= Go Dad Run =

Go Dad Run is a charitable project that was created in 2013 by former world champion athlete Colin Jackson in order to raise awareness about men's health issues, especially prostate cancer and funds for male health charities including Prostate Cancer UK. It is a series of runs for men and boys that take place around the UK in June. They can run, walk, wheel or jog around the courses and raise money for the charity via sponsorship.

Jackson founded it after two of his uncles developed prostate cancer and although one responded to treatment the other was less fortunate and died. That prompted him to find out more information about the illness and he was shocked to discover that whilst 1 in 8 men in the UK will develop prostate cancer, that rises to 1 in 4 men from an African Caribbean background.

==History==
=== 2013 ===

The first ever Go Dad Run 5K for men and boys aged 16+ took place in Llangefni, Anglesey on Father’s Day, 16 June 2013. The event started and finished at the Ysgol Gyfun school in the town and was organised by Menter Môn, the local enterprise agency. Colin Jackson, Mark Foster, Jamie Baulch and Siân Lloyd were all there to lend support as more than 150 men and boys pulled on their yellow Y fronts and took part in the run around the town.

=== 2014 ===

In 2014 Go Dad Run welcomed a new headline sponsor as the Sanlam Go Dad Run expanded and staged three small events on Father’s Day weekend (14-15 June) in Crystal Palace Park in London, Bute Park in Cardiff and Cannon Hill Park in Birmingham. Boys aged 14+ joined their dads and the men on the courses.

Mark Foster and Siân Lloyd handed out the medals to the runners as they crossed the finish line in London. Colin Jackson, Jamie Baulch, Christian Malcolm and Suzanne Packer were their ambassadors in Cardiff and Colin also attended the Birmingham event where Derek Redmond joined him to fire the starting gun.

=== 2015 ===

In 2015 Go Dad Run expanded to six events, changed the runner Y fronts from yellow to blue and reduced the age limit to 11+. Their main launch event was attended by Elizabeth Emanuel, Fernando Montano, and David Seaman alongside their ambassadors.

Mark Foster set the runners on their way in Southwark Park, London and Greville Smyth Park, Bristol and Colin Jackson went to Llangefni to greet the men and boys before they ran around the town. At Worcester Racecourse he was joined by two other world champions, Derek Redmond and Donovan Bailey, and Colin's actress sister Suzanne Packer was on hand in Victoria Park Warrington to start the event and present the medals.

Their biggest run took place in Bute Park Cardiff where ambassadors Siân Lloyd and Jamie Baulch were joined by Welsh rugby legends Martyn Williams and Tom Shanklin.

=== 2016 ===

Six events were staged in June 2016 in London, Cardiff, Bristol, Sunderland, Worcester and the Isle of Man.
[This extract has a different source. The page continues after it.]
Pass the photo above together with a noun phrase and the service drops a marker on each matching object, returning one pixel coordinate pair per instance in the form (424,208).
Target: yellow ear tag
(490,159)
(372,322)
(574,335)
A number of rule changes were introduced and there were 10K events at all locations, the 5K runs were opened to men and boys of any age and all aged 10+ were to be chip timed.

The 2016 events were launched at the Grange, St Paul's Hotel in London when a number of prostate cancer survivors spoke, including Errol McKellar and Alfred Samuels, Sian Lloyd introduced the special Olympic Q&A with Colin Jackson, Daley Thompson, Leon Taylor and Jamie Baulch.

=== 2017 ===

In 2017 Go Dad Run changed its format and the runs will be staged in a different cities each month between April and October. The series will begin in Sunderland on 2 April and then move to London, Brighton & Hove, Worcester, Cardiff, Norwich and Bristol. The Lead Charity is Prostate Cancer UK and the three new National Charity Partners are Bowel Cancer UK, Orchid and Campaign Against Living Miserably (CALM). Each run also has a local care based or hospice charity partner.